In a year when COVID-19 has dominated the headlines, it has been a challenge for other health stories and educational efforts to attract interest. To that end, FCB New York tapped a handful of celebrities — actor Terry Crews, singer/actor Sky Katz and skateboard legend Tony Hawk — to reach the target teen audience of its “Little Lungs” smoking prevention push. The series’ latest iteration, which debuted last week, includes three new videos. 
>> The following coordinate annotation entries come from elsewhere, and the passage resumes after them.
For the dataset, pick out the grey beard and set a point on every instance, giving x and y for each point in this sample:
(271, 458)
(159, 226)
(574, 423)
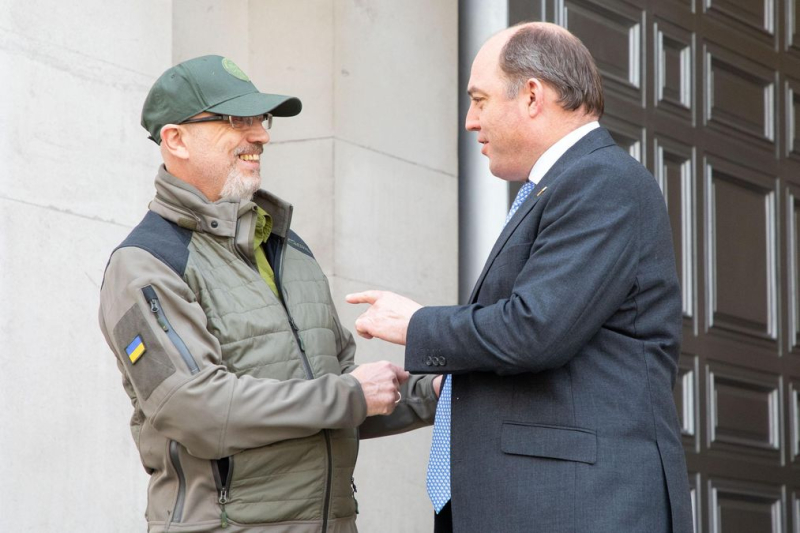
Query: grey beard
(239, 186)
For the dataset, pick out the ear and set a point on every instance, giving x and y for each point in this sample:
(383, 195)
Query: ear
(172, 140)
(534, 94)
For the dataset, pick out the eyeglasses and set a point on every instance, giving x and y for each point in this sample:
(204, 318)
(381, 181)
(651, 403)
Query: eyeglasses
(237, 123)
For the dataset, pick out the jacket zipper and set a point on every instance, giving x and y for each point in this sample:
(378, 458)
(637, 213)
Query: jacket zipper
(309, 375)
(155, 307)
(177, 513)
(223, 488)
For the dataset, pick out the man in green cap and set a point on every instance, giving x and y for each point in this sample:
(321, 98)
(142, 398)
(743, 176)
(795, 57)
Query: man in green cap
(247, 403)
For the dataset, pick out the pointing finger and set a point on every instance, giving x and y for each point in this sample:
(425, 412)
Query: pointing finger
(366, 297)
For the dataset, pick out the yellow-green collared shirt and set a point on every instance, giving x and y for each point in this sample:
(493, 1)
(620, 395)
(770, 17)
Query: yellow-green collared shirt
(263, 230)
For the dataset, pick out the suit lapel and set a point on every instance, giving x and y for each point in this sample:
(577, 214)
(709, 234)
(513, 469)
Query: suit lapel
(594, 140)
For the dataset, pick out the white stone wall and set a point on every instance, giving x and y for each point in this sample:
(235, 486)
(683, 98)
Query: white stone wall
(75, 177)
(370, 165)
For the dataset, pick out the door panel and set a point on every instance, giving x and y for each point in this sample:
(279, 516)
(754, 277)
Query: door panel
(706, 94)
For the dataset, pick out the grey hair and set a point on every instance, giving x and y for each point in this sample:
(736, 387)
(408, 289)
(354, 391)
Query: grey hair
(558, 58)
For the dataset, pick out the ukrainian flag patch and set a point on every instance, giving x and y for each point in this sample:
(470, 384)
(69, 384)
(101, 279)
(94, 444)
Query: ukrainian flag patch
(135, 349)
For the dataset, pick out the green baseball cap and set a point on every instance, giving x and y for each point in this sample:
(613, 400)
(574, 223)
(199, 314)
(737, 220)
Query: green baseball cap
(208, 83)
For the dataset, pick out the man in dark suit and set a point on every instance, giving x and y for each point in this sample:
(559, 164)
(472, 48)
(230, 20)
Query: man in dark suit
(557, 413)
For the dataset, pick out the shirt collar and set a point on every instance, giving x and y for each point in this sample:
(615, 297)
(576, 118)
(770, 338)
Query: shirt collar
(554, 153)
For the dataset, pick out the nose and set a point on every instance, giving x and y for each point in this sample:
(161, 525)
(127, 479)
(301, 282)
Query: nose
(472, 123)
(258, 134)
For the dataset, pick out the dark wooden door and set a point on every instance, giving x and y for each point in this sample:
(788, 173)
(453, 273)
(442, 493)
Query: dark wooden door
(706, 94)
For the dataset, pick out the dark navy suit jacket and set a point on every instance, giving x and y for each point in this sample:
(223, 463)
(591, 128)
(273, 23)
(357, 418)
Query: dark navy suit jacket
(564, 360)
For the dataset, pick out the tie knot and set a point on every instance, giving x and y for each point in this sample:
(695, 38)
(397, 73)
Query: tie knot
(522, 195)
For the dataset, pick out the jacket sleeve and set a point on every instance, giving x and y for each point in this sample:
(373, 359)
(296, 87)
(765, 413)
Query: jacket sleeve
(581, 268)
(417, 406)
(181, 385)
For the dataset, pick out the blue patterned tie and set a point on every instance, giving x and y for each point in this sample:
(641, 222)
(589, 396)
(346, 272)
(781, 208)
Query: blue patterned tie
(438, 482)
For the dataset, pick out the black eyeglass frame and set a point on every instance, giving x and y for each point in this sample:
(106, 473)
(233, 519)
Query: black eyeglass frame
(266, 120)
The “Little Lungs” spots center on a character of the same name whose growth has been stunted by cigarette smoking. Set on ski slopes, at pool parties and elsewhere, the recurring theme of the Claymation videos is how Little Lungs’ stunted growth affects him in numerous unexpected ways. The 30-second clips are part of “The Real Cost,” a Center for Tobacco Products campaign.

“Everything in ‘The Real Cost’ needs to bring the facts and the negative consequences of smoking into a more urgent, real-time focus,” explained FCB New York EVP, group management director Suzanne Santiago. “There is a cost to every cigarette – your third, your fourth, even when you are 15 years old. What Little Lungs does is fit under that and say that if you smoke as a teen you are stunting your lungs now and they will never grow to normal size.”
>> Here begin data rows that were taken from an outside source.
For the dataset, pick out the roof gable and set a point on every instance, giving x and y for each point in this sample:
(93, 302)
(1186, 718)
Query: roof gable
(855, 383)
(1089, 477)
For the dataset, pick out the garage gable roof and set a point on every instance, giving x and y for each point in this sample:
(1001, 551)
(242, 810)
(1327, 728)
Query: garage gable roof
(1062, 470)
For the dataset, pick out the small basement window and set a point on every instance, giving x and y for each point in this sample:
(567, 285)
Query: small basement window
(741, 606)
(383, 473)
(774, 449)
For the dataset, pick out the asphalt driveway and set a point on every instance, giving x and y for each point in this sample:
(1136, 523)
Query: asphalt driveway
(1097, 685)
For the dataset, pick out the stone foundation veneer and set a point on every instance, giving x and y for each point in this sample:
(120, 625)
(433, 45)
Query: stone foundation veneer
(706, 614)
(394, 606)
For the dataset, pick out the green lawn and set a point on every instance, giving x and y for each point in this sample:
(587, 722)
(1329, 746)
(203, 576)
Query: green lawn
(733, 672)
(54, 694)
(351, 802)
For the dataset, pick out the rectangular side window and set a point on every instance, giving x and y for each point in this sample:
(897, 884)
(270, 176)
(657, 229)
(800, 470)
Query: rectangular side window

After the success of the first Little Lungs videos in 2017 (there were five 30-second spots in the first installment), FCB chose to draft celebrity talent for the current iteration.
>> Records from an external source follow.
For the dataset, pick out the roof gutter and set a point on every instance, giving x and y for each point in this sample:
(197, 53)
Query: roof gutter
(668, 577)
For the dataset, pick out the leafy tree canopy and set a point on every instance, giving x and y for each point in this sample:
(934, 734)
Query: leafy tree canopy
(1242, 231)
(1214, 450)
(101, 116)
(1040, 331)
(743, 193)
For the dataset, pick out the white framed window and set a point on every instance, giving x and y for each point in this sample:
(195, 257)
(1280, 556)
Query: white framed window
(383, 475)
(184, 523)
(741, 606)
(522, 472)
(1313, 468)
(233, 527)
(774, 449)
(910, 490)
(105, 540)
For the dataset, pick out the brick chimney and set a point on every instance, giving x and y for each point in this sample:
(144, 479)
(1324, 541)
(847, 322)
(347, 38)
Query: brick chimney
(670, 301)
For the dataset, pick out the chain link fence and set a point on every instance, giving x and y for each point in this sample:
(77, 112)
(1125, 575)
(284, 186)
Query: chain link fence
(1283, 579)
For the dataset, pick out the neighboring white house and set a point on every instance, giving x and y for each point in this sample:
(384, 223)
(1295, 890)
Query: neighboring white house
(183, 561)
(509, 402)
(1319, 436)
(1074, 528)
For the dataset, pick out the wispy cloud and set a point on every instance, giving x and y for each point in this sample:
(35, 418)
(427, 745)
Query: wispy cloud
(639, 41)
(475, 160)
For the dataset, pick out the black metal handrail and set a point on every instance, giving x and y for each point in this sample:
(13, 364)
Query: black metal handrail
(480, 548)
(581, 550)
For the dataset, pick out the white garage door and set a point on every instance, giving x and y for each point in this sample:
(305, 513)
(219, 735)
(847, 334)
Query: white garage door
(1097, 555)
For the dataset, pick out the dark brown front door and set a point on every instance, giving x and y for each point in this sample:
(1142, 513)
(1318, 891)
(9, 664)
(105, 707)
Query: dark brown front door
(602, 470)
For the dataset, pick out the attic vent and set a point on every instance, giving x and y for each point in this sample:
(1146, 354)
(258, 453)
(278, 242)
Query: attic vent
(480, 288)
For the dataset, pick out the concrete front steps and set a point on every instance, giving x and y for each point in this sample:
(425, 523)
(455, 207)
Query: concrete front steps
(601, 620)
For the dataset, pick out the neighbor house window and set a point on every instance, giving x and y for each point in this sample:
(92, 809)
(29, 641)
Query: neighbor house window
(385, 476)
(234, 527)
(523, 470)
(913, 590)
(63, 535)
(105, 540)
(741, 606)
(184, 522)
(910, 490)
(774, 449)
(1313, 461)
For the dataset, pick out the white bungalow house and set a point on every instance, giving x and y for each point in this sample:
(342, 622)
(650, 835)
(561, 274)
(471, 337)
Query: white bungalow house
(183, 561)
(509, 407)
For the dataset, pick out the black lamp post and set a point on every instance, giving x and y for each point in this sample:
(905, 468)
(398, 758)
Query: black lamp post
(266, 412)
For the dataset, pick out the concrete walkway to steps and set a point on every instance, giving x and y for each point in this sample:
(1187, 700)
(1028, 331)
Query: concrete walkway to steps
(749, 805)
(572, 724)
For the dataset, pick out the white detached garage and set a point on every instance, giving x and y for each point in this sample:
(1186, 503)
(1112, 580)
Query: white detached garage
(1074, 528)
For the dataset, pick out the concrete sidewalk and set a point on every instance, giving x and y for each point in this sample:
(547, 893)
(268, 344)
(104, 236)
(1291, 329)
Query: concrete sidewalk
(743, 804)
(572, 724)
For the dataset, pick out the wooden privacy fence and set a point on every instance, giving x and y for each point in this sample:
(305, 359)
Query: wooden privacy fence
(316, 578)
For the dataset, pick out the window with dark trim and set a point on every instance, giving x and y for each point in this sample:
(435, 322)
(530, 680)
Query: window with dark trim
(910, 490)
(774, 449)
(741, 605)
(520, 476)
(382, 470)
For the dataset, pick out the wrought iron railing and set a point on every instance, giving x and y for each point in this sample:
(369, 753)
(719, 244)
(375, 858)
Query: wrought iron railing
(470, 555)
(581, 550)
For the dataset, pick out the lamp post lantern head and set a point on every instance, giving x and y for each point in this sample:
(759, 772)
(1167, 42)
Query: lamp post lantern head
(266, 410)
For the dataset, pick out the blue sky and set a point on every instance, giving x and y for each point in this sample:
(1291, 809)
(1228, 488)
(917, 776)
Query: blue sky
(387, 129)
“The first filter for choosing celebrities was that they needed to be people who relied on their lungs to a certain extent—whether it’s singing, dancing, athleticism,” said FCB New York EVP, executive creative director Gary Resch. “Sky Katz had a song where she is schooling these boys on a basketball court. With Tony Hawk, his lungs are important to him as a skateboarder. Terry Crews is known for his physical strength and everything he does has a great physicality to it.”

Santiago noted a second challenge unique to this particular execution of the campaign. “We had to find people with distinctive voices and physical characteristics,” she explained. “We had many meetings going through what people look like and sound like to make sure there was something very unique about them, so that we could make them into a lung and it would still be obvious who they were.”

Santiago said the chosen celebrities had to have a hard stance against tobacco use, noting that “when they believe in it, they can speak about it more eloquently and meaningfully.” Resch agreed, adding, “The big difference between the first round and this round is that we have a conduit straight to the audience through the celebrities. They will be promoting it on their channels, so we have a built-in audience this time.”